En sondant les alentours, Anderson remarqua le DHUSP #34 et plusieurs autres unités Pèlerins attendant à proximité ; leurs yeux en plastique fixèrent le cyborg lorsque celui-ci se leva précautionneusement et approcha ses créations. En parcourant prestement la distance qui le séparait d'eux, il nota qu'un pin Maxwelliste était accroché au revers de chacun des droïdes.

"La Main emploie des Maxwellistes maintenant ?" demanda Anderson.

"Nul besoin d'être un membre de la Main pour les aider à lancer un raid," répondit une voix rauque.

Anderson se tourna. Un homme habillé d'un costume sombre le regardait depuis les ombres. Ses cheveux bruns étaient soigneusement coupés, et la moitié gauche de son corps était entremêlée de tendriles en tissu aramide blanc. Comme les droïdes, il portait un pin Maxwelliste.

"Vous me reconnaissez ?" demanda l'homme en se désignant de la main.

Anderson marqua une pause. Des images passaient en un éclair devant ses yeux mécaniques alors qu'il fouillait sa mémoire. Il arriva finalement à une image d'un jeune garçon qui avait perdu une main, une jambe, un œil et sa mère dans un accident de voiture.

"Aaron Howell…"

L'homme sourit et acquiesça.

"Vos fantômes sont revenus vous hanter, M. Anderson," gloussa Aaron. "Et nous avons besoin de votre aide."

Anderson secoua la tête.

"Peu importe ce que vous voulez que je fabrique, répare ou améliore, cela ne vous apportera que des malheurs. Entre tous, tu devrais savoir cela mieux que personne, Aaron."

Anderson marqua une pause.

"Je suis profondément désolé pour ce qui t'es arrivé, d'ailleurs. Nous-"

"Je ne suis pas celui devant lequel vous devez vous excuser," l'interrompit Aaron. "Faites-moi une faveur, et regardez toutes ces âmes derrière vous."

Anderson se retourna pour faire face aux droïdes rassemblés. Lorsqu'il le fit, d'autres émergèrent, sortant de derrière les étagères, les alcôves, les ombres mêmes. Leur nombre augmenta jusqu'à ce qu'il ne puisse plus les compter ; ils obstruaient les allées étroites, se bousculant dans un océan d'aramide noir et de plastique blanc.

"Je suis sûr que vous savez à quel point votre série Gerfaut a été populaire au sein des Maxwellistes. Eh bien, figurez-vous que le Maxwellisme a été populaire au sein des Sacres et des Pèlerins. La paix que vous avez échoué à leur donner, ils l'ont trouvée ici, dans l'Église."

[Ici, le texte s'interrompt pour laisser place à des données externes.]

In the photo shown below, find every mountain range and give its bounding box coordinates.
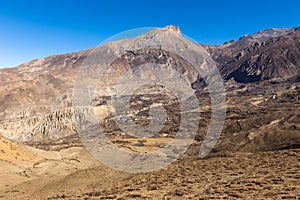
[0,26,300,145]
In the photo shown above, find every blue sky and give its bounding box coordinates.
[0,0,300,67]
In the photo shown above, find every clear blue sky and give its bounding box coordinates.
[0,0,300,67]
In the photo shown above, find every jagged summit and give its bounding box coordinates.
[163,25,181,33]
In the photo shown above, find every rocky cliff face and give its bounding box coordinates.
[0,26,300,141]
[221,31,300,83]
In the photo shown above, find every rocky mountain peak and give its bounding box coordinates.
[163,25,181,34]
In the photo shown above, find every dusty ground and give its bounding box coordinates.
[0,140,300,199]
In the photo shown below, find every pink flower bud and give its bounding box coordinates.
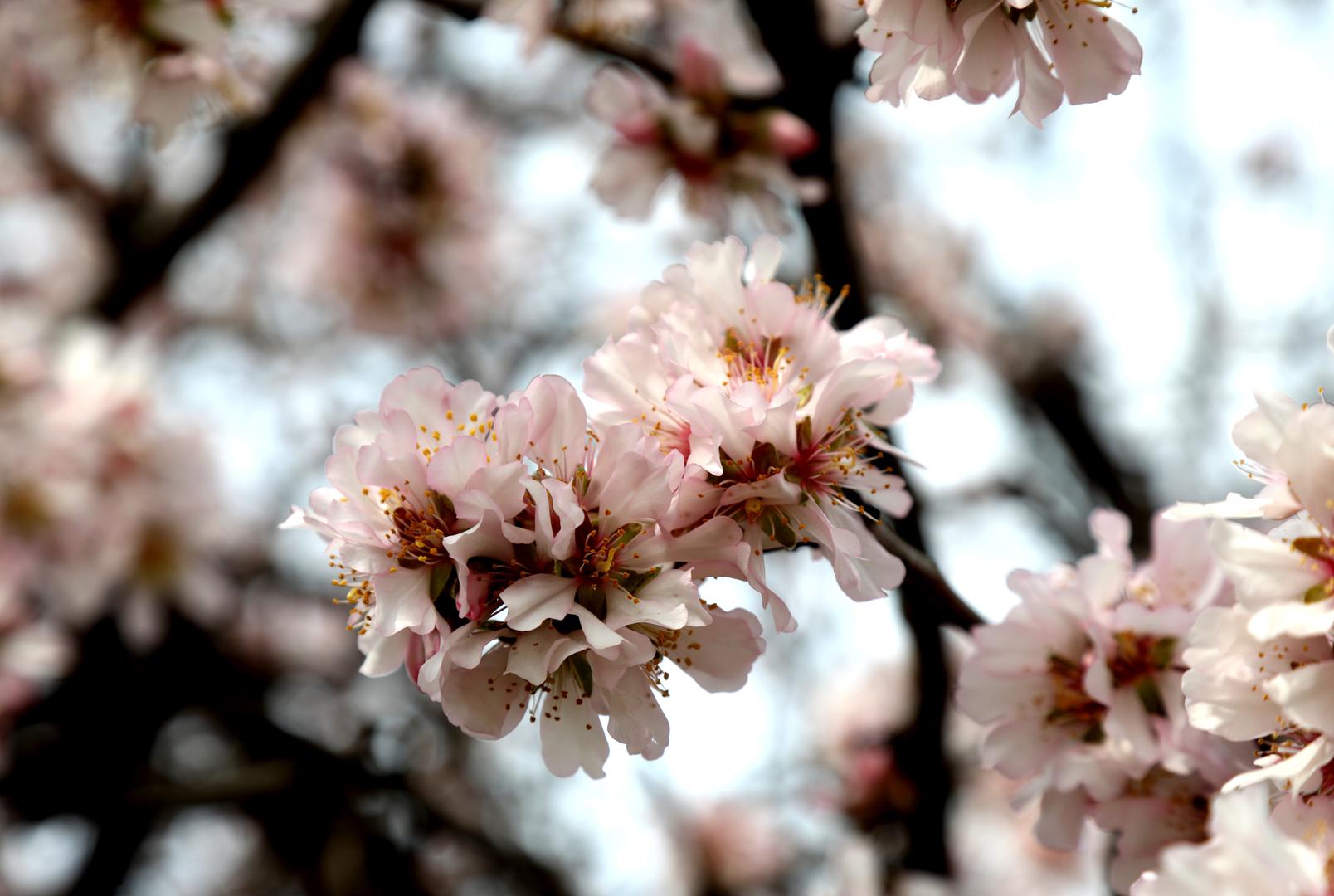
[676,37,723,96]
[767,110,819,158]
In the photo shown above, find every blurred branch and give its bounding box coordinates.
[871,521,986,630]
[748,0,960,876]
[94,0,375,320]
[9,617,568,896]
[421,0,676,84]
[747,0,869,314]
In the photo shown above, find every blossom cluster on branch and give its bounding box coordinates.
[959,329,1334,896]
[850,0,1143,127]
[285,237,937,776]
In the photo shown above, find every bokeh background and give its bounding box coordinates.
[0,0,1334,894]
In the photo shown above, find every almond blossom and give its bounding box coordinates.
[272,63,498,338]
[584,237,937,631]
[1179,329,1334,796]
[0,0,272,144]
[1130,791,1334,896]
[587,40,825,229]
[288,368,764,776]
[958,511,1244,892]
[858,0,1143,127]
[1169,327,1334,529]
[0,329,237,650]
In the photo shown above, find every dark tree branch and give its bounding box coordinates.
[871,521,986,631]
[421,0,676,84]
[748,0,979,876]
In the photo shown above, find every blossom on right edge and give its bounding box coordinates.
[958,511,1246,892]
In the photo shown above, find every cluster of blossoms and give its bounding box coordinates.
[587,40,825,229]
[1135,329,1334,896]
[959,329,1334,896]
[0,0,312,143]
[274,63,496,338]
[958,511,1246,892]
[850,0,1143,127]
[287,237,937,776]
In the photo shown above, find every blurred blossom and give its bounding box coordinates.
[0,322,232,648]
[0,0,313,145]
[0,138,107,319]
[587,40,825,229]
[687,801,795,894]
[274,63,504,338]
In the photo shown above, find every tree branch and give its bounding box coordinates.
[871,520,986,630]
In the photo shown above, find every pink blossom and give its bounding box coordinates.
[586,40,823,228]
[288,368,763,776]
[858,0,1143,127]
[584,237,937,631]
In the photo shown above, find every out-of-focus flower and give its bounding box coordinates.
[0,136,107,322]
[587,40,825,229]
[0,0,279,144]
[1130,789,1334,896]
[959,511,1244,892]
[584,237,937,631]
[0,331,231,646]
[276,64,500,338]
[0,581,75,771]
[856,0,1143,127]
[687,801,794,894]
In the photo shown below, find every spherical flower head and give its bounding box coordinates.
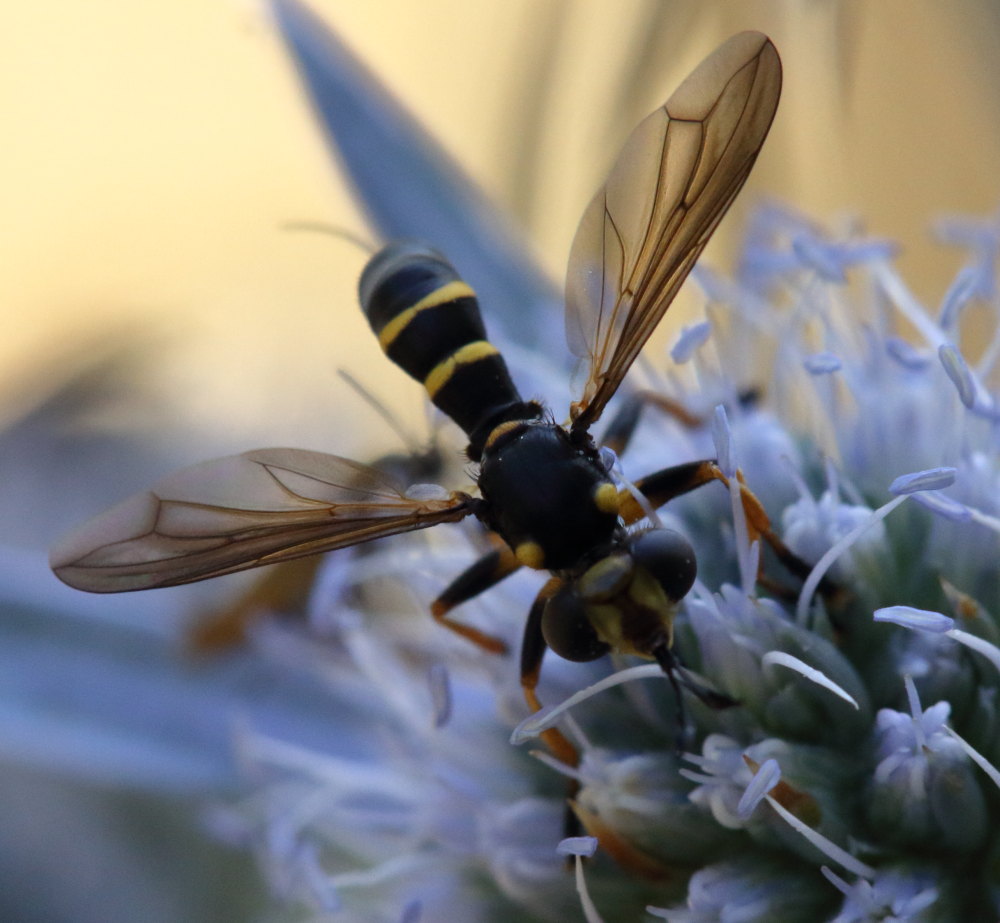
[217,4,1000,923]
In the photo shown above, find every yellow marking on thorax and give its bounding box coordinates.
[378,279,476,351]
[514,541,545,570]
[483,420,524,449]
[424,340,499,400]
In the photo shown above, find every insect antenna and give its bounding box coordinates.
[652,643,740,751]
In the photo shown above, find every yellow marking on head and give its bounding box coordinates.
[483,420,524,449]
[378,279,476,351]
[593,481,620,516]
[424,340,498,400]
[514,541,545,570]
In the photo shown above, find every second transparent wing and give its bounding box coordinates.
[566,32,781,428]
[50,449,475,593]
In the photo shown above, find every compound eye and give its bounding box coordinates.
[631,529,698,602]
[542,588,611,663]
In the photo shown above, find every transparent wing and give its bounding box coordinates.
[50,449,475,593]
[566,32,781,429]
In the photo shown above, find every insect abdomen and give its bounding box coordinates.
[359,243,537,461]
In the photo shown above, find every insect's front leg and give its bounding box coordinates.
[521,577,580,766]
[601,390,705,455]
[431,545,521,654]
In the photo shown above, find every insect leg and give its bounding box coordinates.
[621,459,842,599]
[521,577,580,766]
[431,545,521,654]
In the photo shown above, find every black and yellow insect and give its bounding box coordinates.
[51,32,781,752]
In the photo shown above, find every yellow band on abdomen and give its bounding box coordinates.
[424,340,499,400]
[378,280,476,351]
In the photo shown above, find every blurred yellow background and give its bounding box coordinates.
[0,0,1000,508]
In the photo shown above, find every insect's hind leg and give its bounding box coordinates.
[431,545,521,654]
[521,577,580,766]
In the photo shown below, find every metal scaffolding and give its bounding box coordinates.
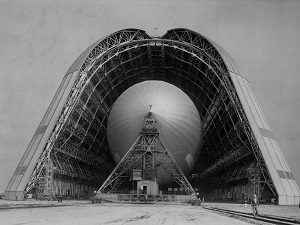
[15,29,276,202]
[98,112,195,194]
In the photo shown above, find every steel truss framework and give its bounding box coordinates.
[20,29,276,200]
[98,113,195,194]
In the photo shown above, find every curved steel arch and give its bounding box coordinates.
[6,28,299,204]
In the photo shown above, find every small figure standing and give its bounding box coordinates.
[196,192,201,206]
[251,194,258,217]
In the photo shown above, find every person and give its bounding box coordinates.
[196,192,201,205]
[251,194,258,217]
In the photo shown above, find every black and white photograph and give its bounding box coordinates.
[0,0,300,225]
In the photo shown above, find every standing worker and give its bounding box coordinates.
[251,194,258,217]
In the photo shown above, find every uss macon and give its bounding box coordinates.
[5,28,300,205]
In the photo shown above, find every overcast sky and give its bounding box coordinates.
[0,0,300,192]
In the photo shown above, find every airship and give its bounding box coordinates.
[107,80,202,187]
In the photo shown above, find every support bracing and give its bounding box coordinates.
[98,112,195,194]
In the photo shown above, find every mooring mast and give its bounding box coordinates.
[98,108,195,194]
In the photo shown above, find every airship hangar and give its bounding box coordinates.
[5,28,300,205]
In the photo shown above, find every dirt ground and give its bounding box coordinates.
[0,201,252,225]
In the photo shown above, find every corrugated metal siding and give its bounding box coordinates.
[5,72,77,199]
[230,72,300,205]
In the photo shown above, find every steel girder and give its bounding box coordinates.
[26,29,272,199]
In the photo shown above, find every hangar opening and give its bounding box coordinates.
[5,29,300,204]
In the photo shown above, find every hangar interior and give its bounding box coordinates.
[6,29,299,202]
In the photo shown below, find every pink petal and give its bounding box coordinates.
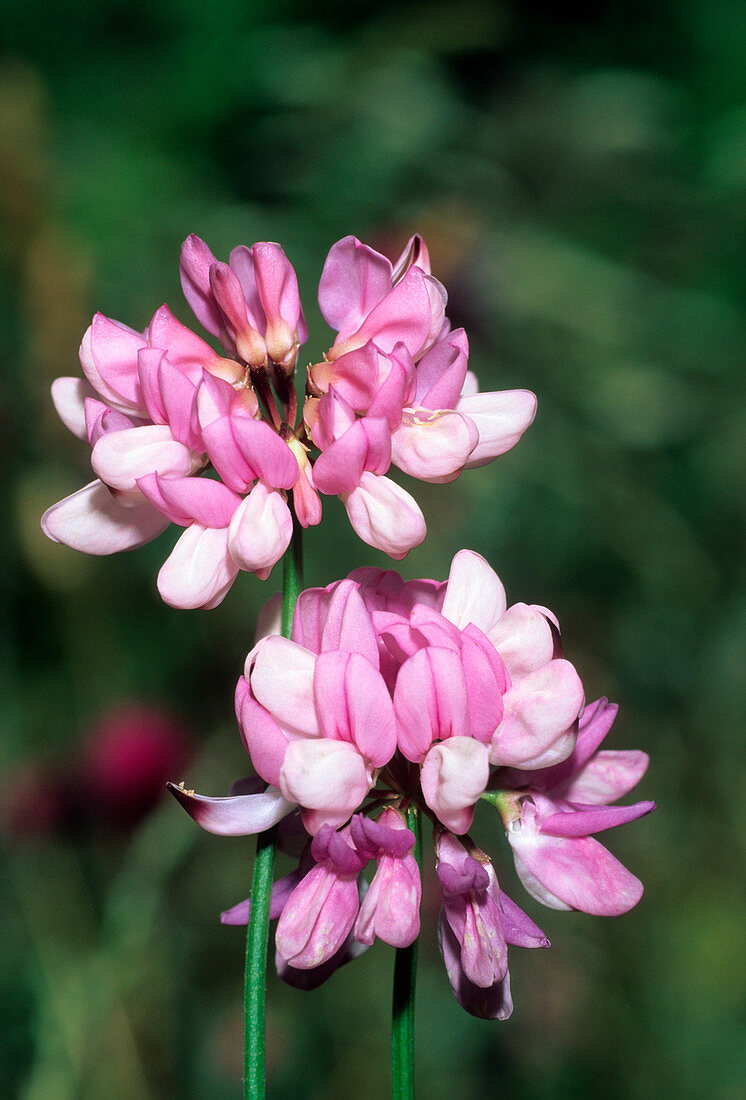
[253,241,308,363]
[80,314,145,411]
[319,237,392,339]
[309,342,388,413]
[460,624,507,745]
[341,471,427,559]
[457,389,536,470]
[392,233,430,283]
[90,424,201,490]
[228,482,293,575]
[147,305,227,385]
[415,329,469,409]
[275,864,359,970]
[391,408,479,484]
[540,802,656,836]
[278,739,373,827]
[314,650,396,768]
[138,474,241,528]
[167,783,293,836]
[561,749,650,806]
[438,912,513,1020]
[235,677,287,787]
[246,637,319,737]
[158,524,239,608]
[42,481,168,554]
[490,604,555,682]
[231,410,300,488]
[420,737,490,836]
[508,832,643,916]
[179,233,223,338]
[491,660,583,768]
[394,646,469,762]
[314,417,391,496]
[329,267,431,359]
[442,550,506,635]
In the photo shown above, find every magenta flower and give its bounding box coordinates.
[42,235,536,608]
[503,699,656,916]
[437,833,549,1020]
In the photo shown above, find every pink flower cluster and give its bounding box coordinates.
[42,237,536,608]
[172,550,654,1019]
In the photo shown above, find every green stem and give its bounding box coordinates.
[243,516,303,1100]
[391,804,423,1100]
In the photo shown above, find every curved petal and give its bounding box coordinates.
[42,481,168,554]
[319,237,393,339]
[166,783,293,836]
[340,471,427,560]
[420,737,490,836]
[90,424,201,490]
[442,550,506,636]
[228,482,293,579]
[52,378,96,440]
[391,408,479,484]
[457,389,536,470]
[279,738,372,827]
[246,636,319,737]
[158,524,239,608]
[490,659,583,768]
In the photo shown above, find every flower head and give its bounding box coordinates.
[42,234,536,608]
[169,550,652,1019]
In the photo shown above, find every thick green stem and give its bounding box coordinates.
[391,804,423,1100]
[243,516,303,1100]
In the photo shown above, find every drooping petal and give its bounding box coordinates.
[158,524,239,608]
[442,550,507,636]
[341,471,427,559]
[167,783,293,836]
[228,482,293,579]
[42,481,168,554]
[246,637,319,737]
[90,424,201,490]
[508,832,643,916]
[438,913,513,1020]
[490,660,583,768]
[52,378,96,439]
[457,389,536,470]
[420,737,490,836]
[540,802,656,836]
[391,408,479,484]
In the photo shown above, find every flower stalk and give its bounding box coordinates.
[243,516,303,1100]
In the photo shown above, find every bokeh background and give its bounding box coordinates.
[0,0,746,1100]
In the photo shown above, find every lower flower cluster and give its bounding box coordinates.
[171,550,655,1020]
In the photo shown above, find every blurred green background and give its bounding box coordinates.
[0,0,746,1100]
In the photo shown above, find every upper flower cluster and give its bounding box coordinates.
[42,237,536,607]
[173,550,654,1019]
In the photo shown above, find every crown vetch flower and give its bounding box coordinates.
[42,235,536,607]
[174,550,654,1019]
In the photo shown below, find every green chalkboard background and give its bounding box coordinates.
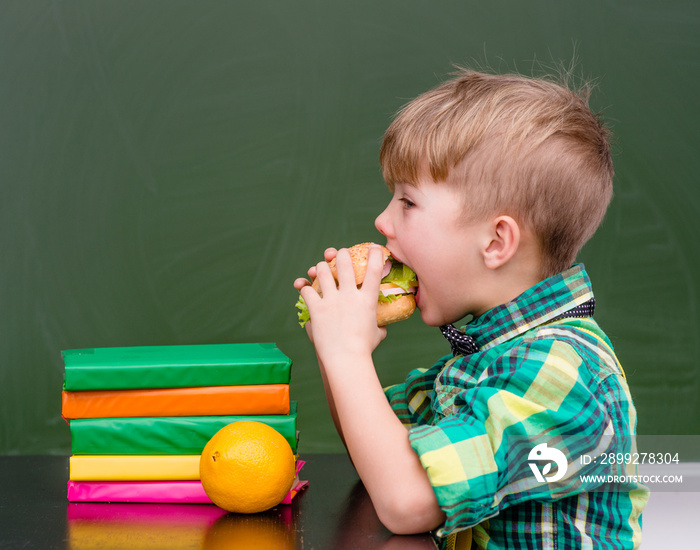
[0,0,700,458]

"Et je suis très heureux de cela," répondit Anderson, incapable de détourner ses yeux de la foule devant lui. "Mais où veux-tu en venir ?"

"Vous savez ce qui arrivera à ces âmes lorsque leurs ressorts mortels tomberont en panne," murmura la voix éraillée d'Aaron à l'oreille d'Anderson. "Je refuse que de fervents disciples de WAN soient condamnés à un purgatoire monochromatique. Je veux que vous développiez un appareil que nous pourrons placer dans la Forêt, et qui permettra à ces âmes de se convertir en données, pour qu'elles puissent enfin retourner à WAN."

"Par quelle magie diabolique espères-tu que je fasse cela ?" demanda Anderson. "Ce dont tu parles, c'est une prouesse de transmutation de données d'une immense-"

"Eh bien, je suppose qu'il s'agit d'une bonne chose que vous soyez un génie dans la plus grande collection de connaissances du multivers, n'est-ce pas ?"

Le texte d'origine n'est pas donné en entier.